Evaluate $\int_1^N \frac{-3N+6t-3}{t^3(N-t+1)^4}dt$ when $N=3$ or $N=5$

Question

Let the Cauchy product $$(\zeta(3))^2=\sum_{n=1}^\infty c_n,$$ where $$c_n=\sum_{k=1}^n\frac{1}{k^3(n-k+1)^3},$$ and $\zeta(3)$ is the Apèry constant. Taking $f(x)=\frac{1}{x^3(N-x+1)^3}$ in Abel's identity after tedious computations using the division of polynomials, since $f'(x)=\frac{-3N+6x-3}{x^4(N-x+1)^4}$ we've $$\sum_{n\leq N}\frac{1}{n^3(N-n+1)^3}=\frac{1}{N^2}-\int_1^N \frac{-3N+6t-3}{t^3(N-t+1)^4}dt+O \left( \frac{1}{N^6} \right). $$

Then I understand that I can't get a closed form from this way since I have an error term that I don't know how compute it, but I've asked to me if at least we can compute previous integral, seems a hard integral, but Wolfram Alpha knows how compute particular values of previous integral.
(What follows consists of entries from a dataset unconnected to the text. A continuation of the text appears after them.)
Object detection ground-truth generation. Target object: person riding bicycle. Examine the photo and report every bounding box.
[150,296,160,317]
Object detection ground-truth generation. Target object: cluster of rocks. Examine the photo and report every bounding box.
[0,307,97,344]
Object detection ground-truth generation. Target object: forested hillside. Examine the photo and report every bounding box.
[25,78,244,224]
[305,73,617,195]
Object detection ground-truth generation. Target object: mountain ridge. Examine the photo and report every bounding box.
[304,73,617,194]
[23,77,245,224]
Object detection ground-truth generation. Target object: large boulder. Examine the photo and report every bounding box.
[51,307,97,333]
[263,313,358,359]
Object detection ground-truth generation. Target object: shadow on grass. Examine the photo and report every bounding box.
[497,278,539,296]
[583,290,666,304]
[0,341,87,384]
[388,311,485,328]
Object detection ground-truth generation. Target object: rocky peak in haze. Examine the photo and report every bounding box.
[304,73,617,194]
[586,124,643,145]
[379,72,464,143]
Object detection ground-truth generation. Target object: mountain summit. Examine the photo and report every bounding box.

Then since I would like learn more mathematics

Question. Can you explain how get a closed-form, for example for $N=3$ or $N=5$ by specializacion of the previous integral $$\int_1^N \frac{-3N+6t-3}{t^3(N-t+1)^4}dt?$$

It is neccesary only one case $N=3$ or $5$, I say these because I see that these are posible with this online tool. I will accept one answer with good details. Very thanks much!

Answer 1

Hint. One may observe that the given integrand admits a classic partial fraction decomposition leading to

$$ \int_1^N \frac{-3N+6t-3}{t^3(N-t+1)^4}dt=\frac{-1-3 N+3 N^2-3 N^4+3 N^5+N^6}{N^3 (1+N)^5}-\frac{12\ln (N)}{(1+N)^5}, \quad N\geq1. $$

Answer 2

$$\frac{1}{n(N-n)} = \frac{1}{N}\left(\frac{1}{n}+\frac{1}{N-n}\right) \tag{1}$$ gives, by squaring: $$\frac{1}{n^2(N-n)^2} = \frac{1}{N^2}\left(\frac{1}{n^2}+\frac{1}{(N-n)^2}+\frac{\frac{2}{N}}{n}+\frac{\frac{2}{N}}{N-n}\right)\tag{2} $$ as well as: $$ \frac{1}{n^3 (N-n)^3} = \frac{1}{N^3}\left(\frac{1}{n^3}+\frac{1}{(N-n)^3}+\frac{3N}{n^2(N-n)^2}\right)\tag{3}$$ hence it follows that: $$ \sum_{k=1}^{n}\frac{1}{k^3(n+1-k)^3} = \frac{2 H_n^{(3)}}{n^3}+\frac{6 H_n^{(2)}}{n^4}+\frac{12 H_n}{n^5}\tag{4} $$ and the same strategy (partial fraction decomposition) can be applied to the integral resulting from Abel's identity. However, Abel's identity is not really needed to compute the LHS of $(4)$.

Answer 3

In the same spirit as Olivier Oloa's answer but giving more details, using partial fraction decomposition, you should get $$\frac{-3N+6t-3}{t^3(N-t+1)^4}=-\frac{3}{(N+1)^3 t^3}-\frac{6}{(N+1)^4 t^2}+\frac{6}{(N+1)^5 (-N+t-1)}-\frac{3}{(N+1)^3 (-N+t-1)^3}+\frac{3}{(N+1)^2 (-N+t-1)^4}-\frac{6}{(N+1)^5 t}$$ Each piece is easy to integrate leading to Olivier Oloa's result.